Tuesday, August 23, 2011

Written on

"What If...?": More Than Just A Kinky Idea

MORE THAN A MAN
The other day, I noticed DA_January’s review at Dear Author of a book called MORE THAN A MAN (Emily Ryan-Davis and Elise Logan).

At first, I was about to pass it over since the cover struck me as that of a paranormal romance. It was only because my eye caught the “Romantic SF” tag and “C+” rating that I lingered. Usually I skip reading reviews of science fiction romances until I’ve read them, but for some reason, that day I became curious about what was behind the C+ rating.

I basically went in with two questions: Which element(s) didn’t work for this reviewer? Additionally, was it something that warranted discussion in the SFR community?


Before I share what I found, here is the story premise:

Manporium. It's where women of The Future go to buy the men of their dreams.

Genetically engineered to the bride's specifications, a Manporium husband is a perfect husband. At least, that's the theory. But twice-widowed Noelle Lytton shook Manporium's flawless track record when both her first and second husbands died tragically while pursuing interests she engineered into their makeup. Desperate for the perfect marriage she's always dreamed of, she knows her third Manporium husband will be her last. It's this man or nothing.

Vegetarian. Generously equipped. Dominant in bed. When Aya Lytton emerges from Manporium's creation chamber, he knows exactly what he is: custom-made for his bride. Noelle's wish list made her desires perfectly clear. But her desires have nothing to do with his overwhelming need to be more than just the man she created. He'll use every advantage he has to convince Noelle he's not just her match: he's irreplaceable.

Warning: Sometimes things don't go quite as expected at Manporium. A bride's wish list is, er...subject to interpretation and a man might come out with extra appendages and a mind of his own.
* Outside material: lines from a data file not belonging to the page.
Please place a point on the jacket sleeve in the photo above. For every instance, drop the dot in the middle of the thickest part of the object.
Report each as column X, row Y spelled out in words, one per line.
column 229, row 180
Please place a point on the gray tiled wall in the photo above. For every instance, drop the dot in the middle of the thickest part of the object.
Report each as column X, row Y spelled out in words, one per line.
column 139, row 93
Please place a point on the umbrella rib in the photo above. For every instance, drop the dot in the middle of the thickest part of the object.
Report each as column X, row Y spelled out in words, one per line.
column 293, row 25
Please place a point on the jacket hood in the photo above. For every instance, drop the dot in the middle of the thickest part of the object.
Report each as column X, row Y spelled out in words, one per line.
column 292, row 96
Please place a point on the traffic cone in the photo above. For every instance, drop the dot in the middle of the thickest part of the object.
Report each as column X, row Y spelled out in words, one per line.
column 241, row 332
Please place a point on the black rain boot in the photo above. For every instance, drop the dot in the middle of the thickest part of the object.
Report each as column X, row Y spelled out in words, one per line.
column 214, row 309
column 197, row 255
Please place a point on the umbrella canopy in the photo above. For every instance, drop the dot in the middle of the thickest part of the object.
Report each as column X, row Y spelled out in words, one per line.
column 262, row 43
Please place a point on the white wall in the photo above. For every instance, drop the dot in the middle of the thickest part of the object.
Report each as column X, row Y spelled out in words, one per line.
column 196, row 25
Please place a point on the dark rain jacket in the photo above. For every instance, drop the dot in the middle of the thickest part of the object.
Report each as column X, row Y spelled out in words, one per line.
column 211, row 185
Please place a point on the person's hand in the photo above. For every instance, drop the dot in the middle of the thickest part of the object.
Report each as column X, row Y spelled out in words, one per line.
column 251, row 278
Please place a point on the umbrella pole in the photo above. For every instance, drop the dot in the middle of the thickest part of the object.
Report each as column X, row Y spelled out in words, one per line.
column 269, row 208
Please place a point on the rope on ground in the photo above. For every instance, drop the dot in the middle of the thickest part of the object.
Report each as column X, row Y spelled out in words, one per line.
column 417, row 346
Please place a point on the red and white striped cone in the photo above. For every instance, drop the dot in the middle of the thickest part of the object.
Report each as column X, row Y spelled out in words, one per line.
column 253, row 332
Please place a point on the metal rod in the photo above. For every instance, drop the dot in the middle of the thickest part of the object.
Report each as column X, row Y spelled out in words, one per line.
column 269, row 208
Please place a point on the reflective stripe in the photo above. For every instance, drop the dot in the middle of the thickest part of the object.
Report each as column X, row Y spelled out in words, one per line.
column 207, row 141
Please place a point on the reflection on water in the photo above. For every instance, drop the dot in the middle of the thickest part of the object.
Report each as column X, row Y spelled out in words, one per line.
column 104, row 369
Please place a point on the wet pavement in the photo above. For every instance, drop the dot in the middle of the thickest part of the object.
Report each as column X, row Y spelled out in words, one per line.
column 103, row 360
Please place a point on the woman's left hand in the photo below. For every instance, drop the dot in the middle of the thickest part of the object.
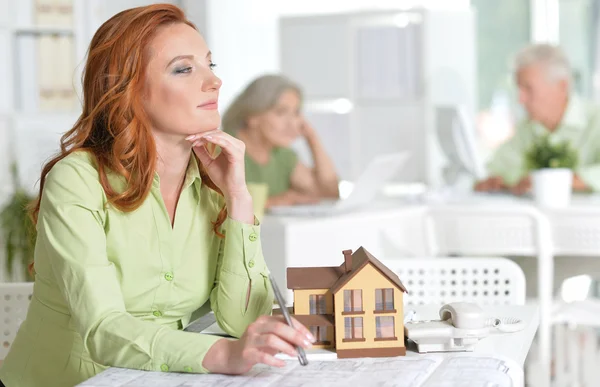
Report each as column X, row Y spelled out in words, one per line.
column 226, row 169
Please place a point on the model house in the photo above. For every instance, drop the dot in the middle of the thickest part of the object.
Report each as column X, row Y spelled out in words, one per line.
column 355, row 308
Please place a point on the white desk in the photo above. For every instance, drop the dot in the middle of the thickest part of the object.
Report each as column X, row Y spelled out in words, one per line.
column 400, row 230
column 510, row 348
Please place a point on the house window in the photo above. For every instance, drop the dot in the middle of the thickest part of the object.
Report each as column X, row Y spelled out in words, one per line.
column 384, row 299
column 353, row 300
column 320, row 334
column 353, row 328
column 317, row 304
column 384, row 327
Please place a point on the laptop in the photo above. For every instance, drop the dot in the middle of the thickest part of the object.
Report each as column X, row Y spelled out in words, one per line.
column 368, row 185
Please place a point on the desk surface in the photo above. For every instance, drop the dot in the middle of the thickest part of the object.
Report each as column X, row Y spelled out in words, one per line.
column 508, row 350
column 513, row 346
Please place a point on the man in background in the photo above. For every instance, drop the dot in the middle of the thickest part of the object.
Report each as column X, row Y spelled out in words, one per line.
column 543, row 75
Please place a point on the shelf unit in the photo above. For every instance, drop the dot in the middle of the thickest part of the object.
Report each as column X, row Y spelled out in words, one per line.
column 372, row 80
column 31, row 131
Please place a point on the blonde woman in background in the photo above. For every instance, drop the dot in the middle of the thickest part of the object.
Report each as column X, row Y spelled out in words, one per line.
column 267, row 117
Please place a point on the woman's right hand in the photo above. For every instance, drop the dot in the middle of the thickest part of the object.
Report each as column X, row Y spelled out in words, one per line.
column 263, row 339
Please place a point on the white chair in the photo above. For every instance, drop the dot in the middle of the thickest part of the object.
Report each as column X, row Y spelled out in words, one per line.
column 485, row 281
column 576, row 234
column 506, row 229
column 14, row 302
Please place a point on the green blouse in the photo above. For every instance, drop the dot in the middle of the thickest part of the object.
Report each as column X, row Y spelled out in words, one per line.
column 276, row 174
column 116, row 289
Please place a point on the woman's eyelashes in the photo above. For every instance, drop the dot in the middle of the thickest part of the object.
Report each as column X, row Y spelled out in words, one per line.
column 183, row 70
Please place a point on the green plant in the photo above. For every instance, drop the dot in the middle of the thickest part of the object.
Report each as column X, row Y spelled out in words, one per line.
column 547, row 154
column 16, row 228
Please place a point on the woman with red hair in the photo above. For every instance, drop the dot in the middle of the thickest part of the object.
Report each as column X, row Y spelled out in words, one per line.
column 140, row 223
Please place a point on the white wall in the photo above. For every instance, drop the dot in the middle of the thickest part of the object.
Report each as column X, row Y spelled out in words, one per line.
column 243, row 35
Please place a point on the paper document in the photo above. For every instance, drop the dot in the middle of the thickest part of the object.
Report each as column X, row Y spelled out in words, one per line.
column 471, row 371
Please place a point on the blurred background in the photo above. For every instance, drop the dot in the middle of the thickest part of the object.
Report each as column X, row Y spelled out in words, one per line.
column 455, row 52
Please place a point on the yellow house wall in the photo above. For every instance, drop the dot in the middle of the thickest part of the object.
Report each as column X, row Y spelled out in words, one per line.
column 302, row 306
column 369, row 279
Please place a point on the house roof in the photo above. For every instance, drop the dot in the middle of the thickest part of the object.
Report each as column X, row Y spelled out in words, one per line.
column 360, row 259
column 315, row 320
column 313, row 277
column 335, row 277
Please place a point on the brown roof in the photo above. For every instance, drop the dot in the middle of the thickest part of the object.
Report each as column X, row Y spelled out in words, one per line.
column 314, row 320
column 334, row 277
column 360, row 258
column 313, row 277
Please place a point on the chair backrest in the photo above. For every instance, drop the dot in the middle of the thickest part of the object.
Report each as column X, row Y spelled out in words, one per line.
column 14, row 302
column 488, row 229
column 485, row 281
column 576, row 230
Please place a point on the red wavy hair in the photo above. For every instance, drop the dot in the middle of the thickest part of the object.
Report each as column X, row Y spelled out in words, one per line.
column 113, row 126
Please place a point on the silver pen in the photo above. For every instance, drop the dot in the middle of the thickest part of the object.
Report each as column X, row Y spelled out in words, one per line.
column 280, row 300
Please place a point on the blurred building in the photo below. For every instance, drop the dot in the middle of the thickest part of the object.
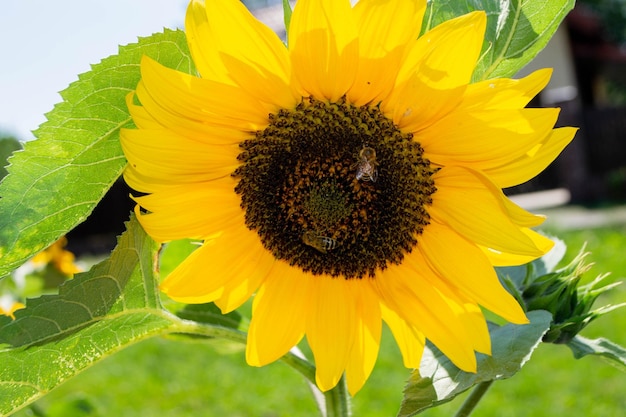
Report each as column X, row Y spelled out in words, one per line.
column 589, row 85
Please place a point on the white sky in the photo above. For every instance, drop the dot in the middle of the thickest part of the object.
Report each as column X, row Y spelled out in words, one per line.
column 45, row 44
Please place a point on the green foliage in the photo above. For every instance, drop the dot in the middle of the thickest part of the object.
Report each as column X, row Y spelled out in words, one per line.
column 57, row 180
column 581, row 346
column 8, row 145
column 516, row 30
column 94, row 315
column 438, row 380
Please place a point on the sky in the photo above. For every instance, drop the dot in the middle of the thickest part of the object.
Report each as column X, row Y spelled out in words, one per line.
column 44, row 45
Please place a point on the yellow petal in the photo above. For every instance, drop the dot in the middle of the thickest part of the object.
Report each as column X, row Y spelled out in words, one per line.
column 200, row 100
column 252, row 53
column 201, row 130
column 191, row 210
column 464, row 266
column 534, row 161
column 505, row 93
column 331, row 327
column 464, row 204
column 445, row 56
column 498, row 258
column 233, row 255
column 518, row 215
column 323, row 41
column 439, row 66
column 278, row 314
column 368, row 328
column 386, row 29
column 161, row 157
column 485, row 139
column 410, row 341
column 422, row 306
column 230, row 45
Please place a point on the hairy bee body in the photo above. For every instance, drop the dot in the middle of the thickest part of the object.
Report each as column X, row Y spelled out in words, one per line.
column 366, row 166
column 321, row 243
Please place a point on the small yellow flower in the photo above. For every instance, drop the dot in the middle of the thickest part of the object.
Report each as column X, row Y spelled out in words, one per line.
column 61, row 259
column 8, row 306
column 352, row 177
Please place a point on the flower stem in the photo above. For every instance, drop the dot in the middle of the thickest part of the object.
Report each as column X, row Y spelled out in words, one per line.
column 338, row 400
column 472, row 400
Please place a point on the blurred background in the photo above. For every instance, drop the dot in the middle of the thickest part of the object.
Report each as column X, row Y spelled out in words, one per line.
column 44, row 45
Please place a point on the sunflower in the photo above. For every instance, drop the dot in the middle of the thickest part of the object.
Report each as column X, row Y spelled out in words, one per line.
column 350, row 178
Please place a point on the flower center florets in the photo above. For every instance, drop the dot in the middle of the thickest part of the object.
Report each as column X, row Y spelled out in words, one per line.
column 335, row 189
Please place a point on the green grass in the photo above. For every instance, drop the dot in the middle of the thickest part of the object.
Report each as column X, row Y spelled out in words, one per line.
column 167, row 378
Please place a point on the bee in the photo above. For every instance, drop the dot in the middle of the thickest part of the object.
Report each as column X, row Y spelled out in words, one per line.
column 321, row 243
column 366, row 166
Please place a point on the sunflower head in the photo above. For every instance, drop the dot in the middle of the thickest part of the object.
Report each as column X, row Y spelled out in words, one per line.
column 352, row 177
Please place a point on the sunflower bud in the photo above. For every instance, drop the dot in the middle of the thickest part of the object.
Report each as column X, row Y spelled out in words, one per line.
column 571, row 304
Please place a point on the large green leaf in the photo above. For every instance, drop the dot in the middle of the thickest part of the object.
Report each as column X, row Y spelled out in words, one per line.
column 94, row 315
column 57, row 180
column 516, row 30
column 8, row 145
column 438, row 380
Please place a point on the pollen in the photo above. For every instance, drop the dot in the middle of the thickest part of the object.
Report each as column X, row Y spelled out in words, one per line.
column 335, row 189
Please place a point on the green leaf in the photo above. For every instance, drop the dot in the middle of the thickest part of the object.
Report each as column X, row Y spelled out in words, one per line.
column 581, row 346
column 438, row 380
column 94, row 315
column 209, row 313
column 516, row 30
column 7, row 147
column 57, row 180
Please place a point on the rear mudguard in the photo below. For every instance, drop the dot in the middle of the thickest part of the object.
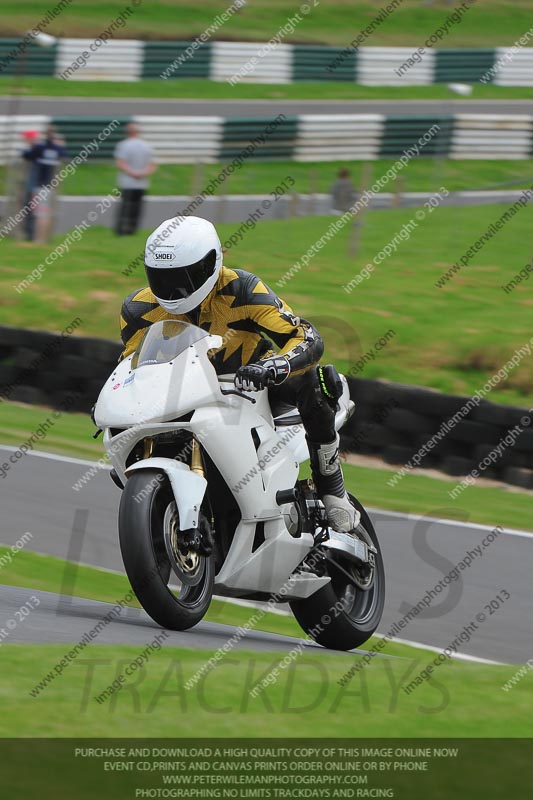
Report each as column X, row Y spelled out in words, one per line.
column 188, row 487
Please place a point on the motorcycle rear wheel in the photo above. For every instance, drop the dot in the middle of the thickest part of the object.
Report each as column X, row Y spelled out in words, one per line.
column 175, row 600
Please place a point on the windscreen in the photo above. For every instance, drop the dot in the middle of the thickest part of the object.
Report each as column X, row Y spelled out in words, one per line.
column 165, row 340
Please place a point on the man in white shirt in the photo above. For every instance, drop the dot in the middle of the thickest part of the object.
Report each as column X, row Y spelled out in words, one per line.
column 134, row 160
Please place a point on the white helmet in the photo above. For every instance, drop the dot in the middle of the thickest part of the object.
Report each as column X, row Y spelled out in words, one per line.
column 183, row 258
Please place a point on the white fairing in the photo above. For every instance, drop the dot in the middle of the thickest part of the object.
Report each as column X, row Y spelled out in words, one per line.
column 256, row 460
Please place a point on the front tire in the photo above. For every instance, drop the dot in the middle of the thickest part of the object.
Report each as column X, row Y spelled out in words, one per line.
column 147, row 511
column 361, row 609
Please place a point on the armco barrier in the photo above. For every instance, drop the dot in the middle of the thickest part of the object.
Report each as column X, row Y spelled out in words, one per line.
column 307, row 137
column 258, row 62
column 392, row 421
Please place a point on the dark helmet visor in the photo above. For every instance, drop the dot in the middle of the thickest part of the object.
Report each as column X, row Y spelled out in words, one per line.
column 178, row 283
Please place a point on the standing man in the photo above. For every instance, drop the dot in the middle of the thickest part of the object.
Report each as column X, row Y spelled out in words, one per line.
column 342, row 192
column 45, row 157
column 134, row 160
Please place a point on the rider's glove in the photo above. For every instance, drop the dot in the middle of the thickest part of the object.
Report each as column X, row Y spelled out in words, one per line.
column 270, row 372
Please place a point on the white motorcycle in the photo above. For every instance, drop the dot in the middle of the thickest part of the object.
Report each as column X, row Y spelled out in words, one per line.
column 212, row 501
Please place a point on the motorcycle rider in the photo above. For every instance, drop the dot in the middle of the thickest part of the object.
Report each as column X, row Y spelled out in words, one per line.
column 187, row 281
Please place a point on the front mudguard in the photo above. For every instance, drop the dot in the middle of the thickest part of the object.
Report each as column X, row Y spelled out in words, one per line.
column 188, row 487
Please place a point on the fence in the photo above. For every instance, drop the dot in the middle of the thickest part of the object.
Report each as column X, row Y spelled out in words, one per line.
column 131, row 60
column 307, row 137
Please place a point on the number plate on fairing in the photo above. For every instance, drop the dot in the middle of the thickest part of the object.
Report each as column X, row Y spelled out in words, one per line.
column 351, row 546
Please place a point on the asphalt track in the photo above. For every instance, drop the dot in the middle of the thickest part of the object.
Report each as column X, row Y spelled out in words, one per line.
column 124, row 107
column 61, row 620
column 37, row 496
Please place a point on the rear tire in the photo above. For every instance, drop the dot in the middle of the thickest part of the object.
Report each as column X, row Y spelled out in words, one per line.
column 146, row 507
column 361, row 614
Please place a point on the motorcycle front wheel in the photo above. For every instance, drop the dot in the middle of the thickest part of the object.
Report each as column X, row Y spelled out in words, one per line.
column 347, row 611
column 173, row 583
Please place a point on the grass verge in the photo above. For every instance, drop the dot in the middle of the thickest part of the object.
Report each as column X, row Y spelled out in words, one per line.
column 203, row 89
column 336, row 22
column 259, row 177
column 305, row 700
column 462, row 334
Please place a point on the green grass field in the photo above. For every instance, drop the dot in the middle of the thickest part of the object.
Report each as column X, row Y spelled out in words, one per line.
column 258, row 177
column 416, row 494
column 155, row 703
column 198, row 89
column 461, row 334
column 335, row 22
column 305, row 701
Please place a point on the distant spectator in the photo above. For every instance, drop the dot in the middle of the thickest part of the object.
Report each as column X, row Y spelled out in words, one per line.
column 44, row 157
column 30, row 137
column 134, row 160
column 343, row 192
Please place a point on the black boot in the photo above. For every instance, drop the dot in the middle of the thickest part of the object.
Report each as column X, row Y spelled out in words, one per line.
column 329, row 482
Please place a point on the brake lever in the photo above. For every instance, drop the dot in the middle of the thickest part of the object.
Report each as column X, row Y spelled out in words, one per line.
column 239, row 394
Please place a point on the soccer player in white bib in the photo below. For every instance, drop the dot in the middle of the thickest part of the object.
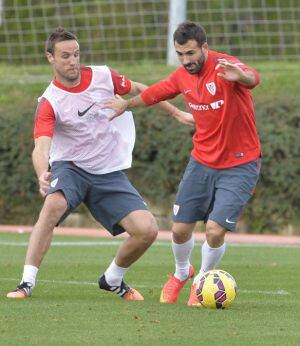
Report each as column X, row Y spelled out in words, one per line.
column 87, row 153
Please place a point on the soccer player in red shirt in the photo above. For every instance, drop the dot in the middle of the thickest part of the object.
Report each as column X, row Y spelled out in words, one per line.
column 87, row 154
column 225, row 161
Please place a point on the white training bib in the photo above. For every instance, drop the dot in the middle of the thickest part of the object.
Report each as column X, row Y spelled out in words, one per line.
column 82, row 132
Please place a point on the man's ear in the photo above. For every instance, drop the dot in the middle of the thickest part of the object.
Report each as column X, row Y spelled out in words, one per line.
column 205, row 46
column 50, row 57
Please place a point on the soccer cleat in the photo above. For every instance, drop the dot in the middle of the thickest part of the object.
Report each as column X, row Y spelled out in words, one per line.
column 173, row 287
column 22, row 291
column 123, row 291
column 193, row 299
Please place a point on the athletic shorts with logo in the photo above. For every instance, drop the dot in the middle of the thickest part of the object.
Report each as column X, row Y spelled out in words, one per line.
column 215, row 194
column 109, row 197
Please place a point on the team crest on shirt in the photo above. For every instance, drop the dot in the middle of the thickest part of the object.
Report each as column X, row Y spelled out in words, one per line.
column 211, row 87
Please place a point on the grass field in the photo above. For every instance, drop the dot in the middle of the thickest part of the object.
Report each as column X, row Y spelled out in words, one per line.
column 68, row 308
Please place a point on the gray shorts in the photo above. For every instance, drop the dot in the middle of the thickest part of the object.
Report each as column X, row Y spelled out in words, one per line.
column 215, row 194
column 109, row 197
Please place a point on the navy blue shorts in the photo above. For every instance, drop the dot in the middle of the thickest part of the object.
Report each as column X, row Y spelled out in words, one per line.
column 109, row 197
column 215, row 194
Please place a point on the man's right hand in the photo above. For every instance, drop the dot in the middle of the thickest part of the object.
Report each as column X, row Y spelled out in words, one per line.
column 44, row 182
column 117, row 104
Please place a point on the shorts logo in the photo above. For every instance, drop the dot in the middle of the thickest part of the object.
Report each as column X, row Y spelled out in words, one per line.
column 211, row 87
column 176, row 209
column 54, row 182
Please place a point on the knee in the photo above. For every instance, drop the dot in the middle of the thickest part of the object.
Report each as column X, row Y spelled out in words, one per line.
column 182, row 232
column 54, row 207
column 215, row 234
column 149, row 230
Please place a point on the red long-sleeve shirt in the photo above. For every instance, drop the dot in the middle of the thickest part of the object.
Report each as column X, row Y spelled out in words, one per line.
column 226, row 134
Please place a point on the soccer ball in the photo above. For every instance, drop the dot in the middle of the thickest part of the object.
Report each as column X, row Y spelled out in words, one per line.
column 216, row 289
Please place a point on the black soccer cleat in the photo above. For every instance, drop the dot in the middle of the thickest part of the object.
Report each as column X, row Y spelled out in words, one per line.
column 123, row 291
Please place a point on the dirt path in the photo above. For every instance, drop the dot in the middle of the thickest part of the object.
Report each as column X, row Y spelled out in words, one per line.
column 263, row 239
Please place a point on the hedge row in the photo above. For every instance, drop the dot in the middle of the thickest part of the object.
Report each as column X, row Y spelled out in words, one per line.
column 161, row 153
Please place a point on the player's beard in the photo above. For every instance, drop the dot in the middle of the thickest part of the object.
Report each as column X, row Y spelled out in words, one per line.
column 198, row 65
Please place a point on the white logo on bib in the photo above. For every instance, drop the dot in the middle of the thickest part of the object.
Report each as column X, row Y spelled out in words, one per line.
column 211, row 87
column 54, row 182
column 176, row 209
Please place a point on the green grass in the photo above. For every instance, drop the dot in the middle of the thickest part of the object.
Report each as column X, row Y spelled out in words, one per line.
column 68, row 308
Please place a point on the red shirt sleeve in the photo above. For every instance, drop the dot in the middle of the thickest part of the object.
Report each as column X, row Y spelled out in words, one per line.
column 234, row 60
column 44, row 120
column 162, row 90
column 122, row 84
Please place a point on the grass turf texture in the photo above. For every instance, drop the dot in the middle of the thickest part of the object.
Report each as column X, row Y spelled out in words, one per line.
column 68, row 308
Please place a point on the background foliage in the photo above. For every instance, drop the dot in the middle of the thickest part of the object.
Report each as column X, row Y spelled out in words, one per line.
column 162, row 147
column 122, row 30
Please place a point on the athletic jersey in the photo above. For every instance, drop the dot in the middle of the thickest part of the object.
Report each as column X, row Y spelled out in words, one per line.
column 226, row 134
column 80, row 129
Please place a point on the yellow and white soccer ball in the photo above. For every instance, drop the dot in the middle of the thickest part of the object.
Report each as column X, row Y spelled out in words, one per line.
column 216, row 289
Despite the review’s “Romantic SF” tag, based on the content of the review itself as well as others I subsequently read, it seems that the story is more accurately described as erotic SFR.

In short, MORE THAN A MAN is about a woman who uses the Manporium and purchases a man (and gets it on with said man) who has unexpected accessories. DA_January discussed one aspect in particular that didn’t work for her:


What do you do if you are a person created specifically for another? How can a relationship function when one person is manufactured – in all ways? Unfortunately, it was not explored.

The above statement brought to mind a post I did at author Kaye Manro’s blog, What If Erotic Sci-Fi Romance Gave You Mind-Blowing Orgasms *and* Deep Thoughts? Even with the outlandish and utterly fantastical premise, MORE THAN A MAN seems like it could have been the type of erotic sci-fi romance that stimulates readers both physically and intellectually.

According to the Dear Author review, MORE THAN A MAN possibly represents a misfire regarding the exploration of the impact of “manufactured” lovers. On the other hand, are we expecting too much from this type of story? Can a story with such an out there premise be expected to tackle concepts with rather serious ethical ramifications?

Mechman
In contrast, BODY ELECTRIC (cyberpunk) by Susan Squires and MECHMAN (space opera) by LJ Garland both address the ramifications of manufactured people/lovers. Tanith Lee’s THE SILVER METAL LOVER explores the issue as well, but its classification as an SFR or even romantic SF depends on your perspective.

MECHMAN focuses more on action-adventure, and the ethical issues of manufactured people are somewhat sidelined in favor of the romance, but at least it’s acknowledged. (I also thought that Raven, the story’s kick-butt heroine, was great in that she consistently drove the story. Amazon has it for $2.99 and I don’t think you’ll be disappointed if you enjoy action-adventure space opera.)

Neither BODY ELECTRIC, MECHMAN, nor THE SILVER METAL LOVER are erotic romances, however. Still, I don’t believe that an erotic heat level means that the main skiffy element can’t be explored. (While Erica Anderson’s THE ANTAREN AFFAIR doesn’t involve manufactured lovers, it’s a good example of how authors can effectively blend the political/scientific and the sexual).

Frankly, I’m waffling about reading MORE THAN A MAN. It seems as though the authors created an interesting, high concept idea but carried it only as far as the sexual relationship between the hero and heroine. If I read it, will I be left forever wondering what the story could have been?

I can understand the demand for fluffy erotic SFR and also that not all of erotic sci-fi romance should be taken seriously. But since concepts like manufactured lovers seems so loaded with issues and dilemmas regardless of heat level, I wonder if authors take too much of a risk by underutilizing them.

For all I know, MORE THAN A MAN adequately addressed the issue. But this wouldn’t be the first time I encountered an idea in an erotic sci-fi romance and felt the story could have taken it further. For what it’s worth, I would say to anyone writing erotic SFR: Don’t hold back when it comes to the “What if…?” It’s definitely worth the trip.